Abstract Background Neuropathic pain (NP) is the most prevalent form of chronic pain resulting from nerve damage or injury. Despite the widespread use of Duhuo Jisheng decoction (DHJSD) in traditional Chinese medicine (TCM) to treat chronic pain, the mechanism underlying its analgesic action remains unclear. Methods Using network pharmacology, we obtained DHJSD and NP-related target information from public databases to construct protein–protein interactions (PPI) and compound-target networks based on common target genes. These networks were further analyzed using gene ontology (GO) and Kyoto encyclopedia of genes and genomes (KEGG). The interaction between molecules was verified through molecular docking using AutoDock Tools software. Additionally, we treated a chronic constriction injury (CCI) rat model with DHJSD and determined the mechanical withdrawal threshold (MWT). We used an enzyme-linked immunosorbent assay kit to determine the levels of inflammatory cytokines. Furthermore, qRT-PCR was employed to analyze ACHE, NOS2, MAPK3, PTGS2, AKT1, and PPARG mRNA expression, and immunofluorescence was used to evaluate changes in microglia.

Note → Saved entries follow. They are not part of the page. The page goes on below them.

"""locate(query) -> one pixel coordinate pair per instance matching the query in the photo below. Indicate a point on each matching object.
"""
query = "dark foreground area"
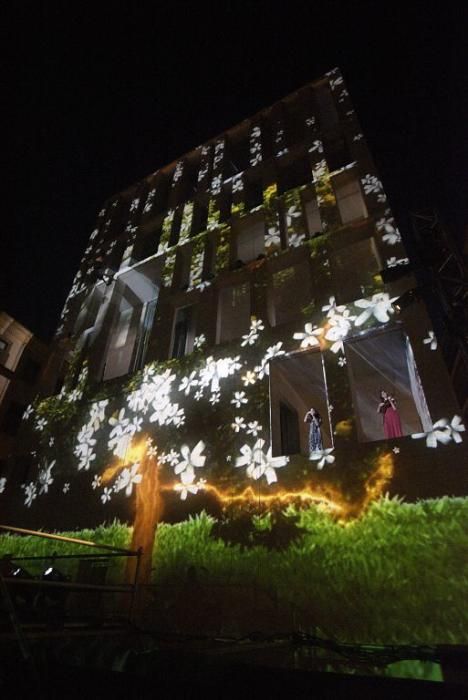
(137, 666)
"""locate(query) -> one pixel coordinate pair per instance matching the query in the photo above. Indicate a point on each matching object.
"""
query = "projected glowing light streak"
(328, 497)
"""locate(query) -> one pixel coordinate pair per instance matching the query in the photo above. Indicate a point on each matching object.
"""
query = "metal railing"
(54, 598)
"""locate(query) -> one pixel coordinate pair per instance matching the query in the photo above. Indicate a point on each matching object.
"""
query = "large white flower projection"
(379, 306)
(443, 431)
(185, 468)
(310, 337)
(259, 463)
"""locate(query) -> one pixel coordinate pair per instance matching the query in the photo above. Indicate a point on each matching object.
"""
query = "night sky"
(97, 98)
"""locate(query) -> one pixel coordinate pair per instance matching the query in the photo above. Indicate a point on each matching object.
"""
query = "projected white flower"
(441, 432)
(215, 370)
(239, 399)
(272, 237)
(249, 378)
(456, 427)
(216, 184)
(188, 383)
(317, 146)
(291, 214)
(40, 424)
(237, 183)
(106, 494)
(127, 479)
(191, 459)
(332, 308)
(171, 458)
(431, 340)
(379, 306)
(263, 369)
(296, 239)
(254, 333)
(260, 463)
(30, 493)
(187, 484)
(199, 341)
(309, 338)
(28, 412)
(340, 325)
(396, 262)
(239, 424)
(323, 457)
(391, 234)
(254, 428)
(371, 184)
(97, 414)
(45, 478)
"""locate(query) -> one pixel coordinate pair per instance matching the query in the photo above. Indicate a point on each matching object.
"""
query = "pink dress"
(391, 421)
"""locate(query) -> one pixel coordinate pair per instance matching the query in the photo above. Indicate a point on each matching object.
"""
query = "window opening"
(384, 361)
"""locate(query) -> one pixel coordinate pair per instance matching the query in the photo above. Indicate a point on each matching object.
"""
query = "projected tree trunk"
(148, 512)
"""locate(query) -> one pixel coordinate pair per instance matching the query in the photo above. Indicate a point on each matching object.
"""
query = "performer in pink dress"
(391, 418)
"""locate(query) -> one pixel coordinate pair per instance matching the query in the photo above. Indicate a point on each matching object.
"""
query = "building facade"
(260, 276)
(22, 359)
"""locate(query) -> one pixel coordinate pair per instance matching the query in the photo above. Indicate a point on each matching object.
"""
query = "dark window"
(12, 418)
(297, 384)
(250, 238)
(253, 193)
(336, 153)
(29, 370)
(199, 218)
(354, 270)
(182, 343)
(349, 196)
(233, 312)
(326, 106)
(289, 422)
(293, 175)
(289, 290)
(384, 360)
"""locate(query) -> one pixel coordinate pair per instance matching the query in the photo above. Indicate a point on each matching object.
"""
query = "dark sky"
(99, 95)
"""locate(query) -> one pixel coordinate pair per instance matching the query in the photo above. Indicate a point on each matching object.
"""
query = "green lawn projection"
(398, 574)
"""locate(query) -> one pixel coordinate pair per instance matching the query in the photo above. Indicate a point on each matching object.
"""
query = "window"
(326, 106)
(312, 212)
(233, 312)
(29, 370)
(354, 269)
(253, 189)
(383, 360)
(297, 384)
(289, 290)
(294, 174)
(182, 268)
(349, 197)
(12, 418)
(131, 314)
(250, 238)
(183, 333)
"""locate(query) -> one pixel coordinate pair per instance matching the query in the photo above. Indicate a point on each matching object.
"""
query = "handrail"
(71, 540)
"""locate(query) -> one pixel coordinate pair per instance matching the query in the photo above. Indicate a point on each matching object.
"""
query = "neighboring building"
(22, 358)
(218, 300)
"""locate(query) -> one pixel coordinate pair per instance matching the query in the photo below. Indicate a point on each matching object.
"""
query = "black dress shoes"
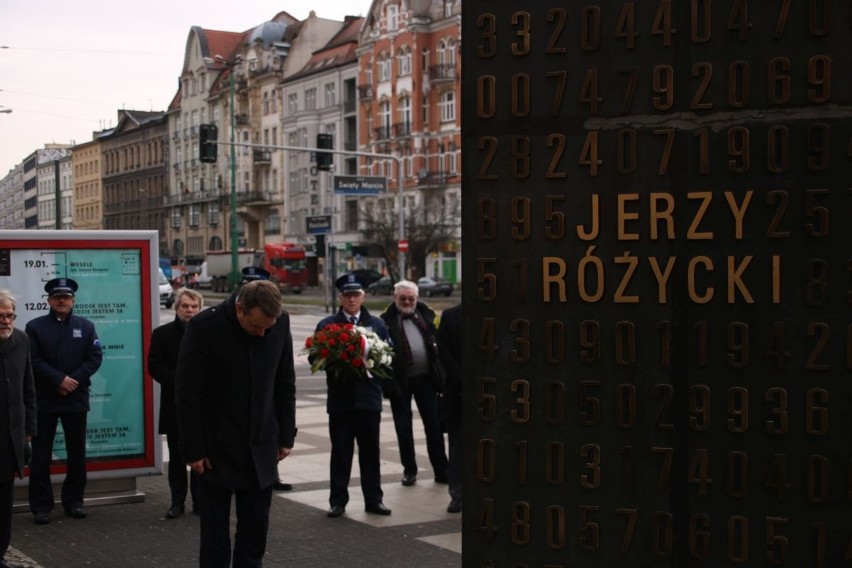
(409, 479)
(75, 512)
(336, 511)
(377, 509)
(174, 512)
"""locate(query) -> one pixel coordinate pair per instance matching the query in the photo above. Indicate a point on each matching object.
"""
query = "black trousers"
(423, 390)
(7, 495)
(252, 525)
(344, 429)
(178, 475)
(74, 486)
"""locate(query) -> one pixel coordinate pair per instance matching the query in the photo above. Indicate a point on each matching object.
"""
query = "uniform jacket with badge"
(162, 362)
(236, 397)
(398, 386)
(18, 417)
(59, 348)
(357, 394)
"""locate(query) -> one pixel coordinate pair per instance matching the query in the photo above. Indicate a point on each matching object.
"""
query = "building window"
(194, 215)
(330, 95)
(393, 17)
(405, 115)
(384, 119)
(310, 99)
(404, 60)
(384, 69)
(447, 105)
(213, 214)
(273, 223)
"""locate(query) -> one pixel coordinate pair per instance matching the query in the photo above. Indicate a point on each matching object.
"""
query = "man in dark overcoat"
(162, 364)
(17, 412)
(65, 353)
(449, 350)
(418, 374)
(236, 403)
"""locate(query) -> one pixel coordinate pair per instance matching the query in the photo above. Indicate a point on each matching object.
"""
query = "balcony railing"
(432, 178)
(365, 92)
(188, 197)
(258, 197)
(443, 72)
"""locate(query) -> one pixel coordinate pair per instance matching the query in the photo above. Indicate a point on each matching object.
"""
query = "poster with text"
(115, 292)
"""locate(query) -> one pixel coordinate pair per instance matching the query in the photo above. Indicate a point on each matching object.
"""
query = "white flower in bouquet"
(378, 354)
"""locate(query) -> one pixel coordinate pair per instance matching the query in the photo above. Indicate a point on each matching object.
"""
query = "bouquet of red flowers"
(347, 351)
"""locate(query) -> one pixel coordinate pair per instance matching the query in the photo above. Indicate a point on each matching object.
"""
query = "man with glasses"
(17, 413)
(162, 362)
(417, 373)
(65, 352)
(236, 405)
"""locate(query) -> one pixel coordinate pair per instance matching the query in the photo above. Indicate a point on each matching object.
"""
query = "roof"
(340, 50)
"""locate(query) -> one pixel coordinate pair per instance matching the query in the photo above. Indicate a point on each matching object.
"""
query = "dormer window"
(393, 17)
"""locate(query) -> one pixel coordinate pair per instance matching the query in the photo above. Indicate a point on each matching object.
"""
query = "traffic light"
(324, 159)
(208, 149)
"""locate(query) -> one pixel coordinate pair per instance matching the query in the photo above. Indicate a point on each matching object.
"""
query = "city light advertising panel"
(115, 271)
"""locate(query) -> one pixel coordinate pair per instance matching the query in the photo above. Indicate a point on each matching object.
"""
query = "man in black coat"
(17, 412)
(162, 364)
(417, 373)
(449, 349)
(236, 402)
(65, 352)
(354, 411)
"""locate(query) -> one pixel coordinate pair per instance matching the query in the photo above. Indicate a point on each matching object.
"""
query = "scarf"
(421, 325)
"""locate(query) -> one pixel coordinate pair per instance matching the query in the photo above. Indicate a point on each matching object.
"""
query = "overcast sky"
(66, 68)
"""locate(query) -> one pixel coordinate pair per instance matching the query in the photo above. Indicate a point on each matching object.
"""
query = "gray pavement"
(419, 532)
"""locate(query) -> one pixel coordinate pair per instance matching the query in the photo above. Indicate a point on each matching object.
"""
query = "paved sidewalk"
(419, 532)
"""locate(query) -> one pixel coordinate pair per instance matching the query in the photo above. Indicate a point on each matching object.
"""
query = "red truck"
(285, 263)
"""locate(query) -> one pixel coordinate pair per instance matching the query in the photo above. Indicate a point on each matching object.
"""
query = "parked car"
(167, 293)
(383, 285)
(434, 286)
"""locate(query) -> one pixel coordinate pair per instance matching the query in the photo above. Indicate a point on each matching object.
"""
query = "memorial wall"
(657, 283)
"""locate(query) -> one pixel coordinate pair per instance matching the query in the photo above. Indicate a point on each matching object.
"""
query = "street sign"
(318, 224)
(359, 185)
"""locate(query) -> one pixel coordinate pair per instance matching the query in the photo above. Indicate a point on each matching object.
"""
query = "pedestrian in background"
(17, 413)
(236, 403)
(354, 411)
(417, 373)
(65, 353)
(162, 365)
(449, 349)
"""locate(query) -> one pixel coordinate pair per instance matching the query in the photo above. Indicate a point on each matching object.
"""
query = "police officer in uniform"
(354, 411)
(65, 352)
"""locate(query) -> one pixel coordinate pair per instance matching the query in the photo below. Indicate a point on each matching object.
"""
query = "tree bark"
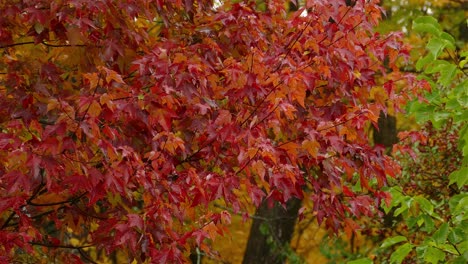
(271, 230)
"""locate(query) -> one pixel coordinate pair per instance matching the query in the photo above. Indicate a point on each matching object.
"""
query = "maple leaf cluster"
(122, 121)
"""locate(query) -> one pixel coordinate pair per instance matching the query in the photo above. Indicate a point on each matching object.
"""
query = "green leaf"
(424, 204)
(424, 61)
(428, 223)
(447, 74)
(460, 177)
(436, 46)
(449, 248)
(427, 24)
(392, 241)
(401, 253)
(448, 39)
(360, 261)
(440, 236)
(433, 255)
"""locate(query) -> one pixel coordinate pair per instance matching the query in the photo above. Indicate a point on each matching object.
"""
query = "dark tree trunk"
(271, 230)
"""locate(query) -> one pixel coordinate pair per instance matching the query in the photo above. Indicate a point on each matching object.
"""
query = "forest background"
(105, 159)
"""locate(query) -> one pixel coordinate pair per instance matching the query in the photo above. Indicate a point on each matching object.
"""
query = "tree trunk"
(271, 233)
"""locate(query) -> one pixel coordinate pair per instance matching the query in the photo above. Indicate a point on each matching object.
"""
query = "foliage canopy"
(123, 120)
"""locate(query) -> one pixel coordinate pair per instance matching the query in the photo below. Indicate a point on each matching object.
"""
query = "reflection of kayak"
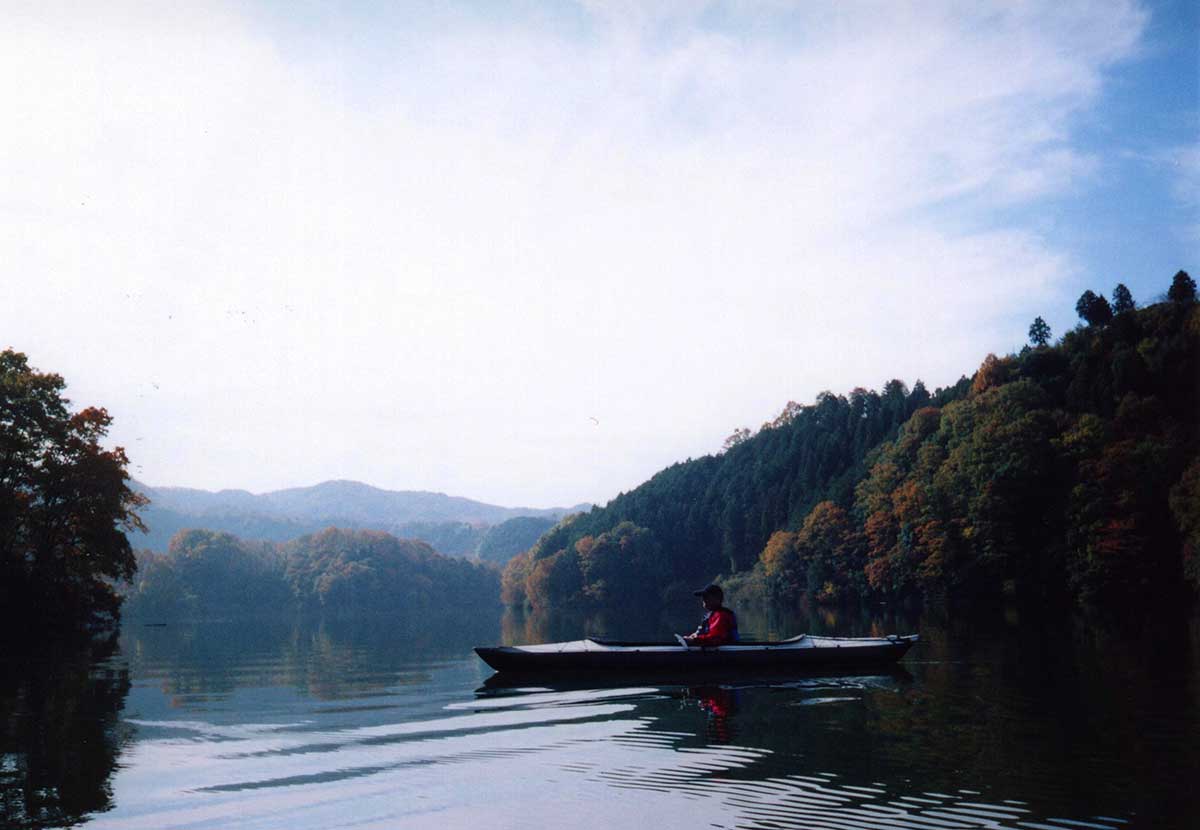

Results Our screening of compounds and targets identified 252 potential targets of DHJSD associated with NP. PPI analysis, along with GO and KEGG analyses, revealed that the potential mechanism of DHJSD in NP treatment may be related to inflammatory reactions, the IL-17 signaling pathway, MAP kinase activity, and endocrine activity. Based on molecular docking, the core target showed significant affinity for DHJSD's active components. Moreover, DHJSD treatment repaired the CCI-induced inflammatory reaction in the spinal cord while regulating the expression of ACHE, NOS2, MAPK3, PTGS2, AKT1, and PPARG mRNA. Immunofluorescence results indicated that the active components of DHJSD may regulate microglial M1 polarization to improve neuroinflammation, PPARG may have been involved in the process. Conclusion The multi-component, multi-target, and multi-pathway actions of DHJSD provide new insights into its therapeutic mechanism in NP.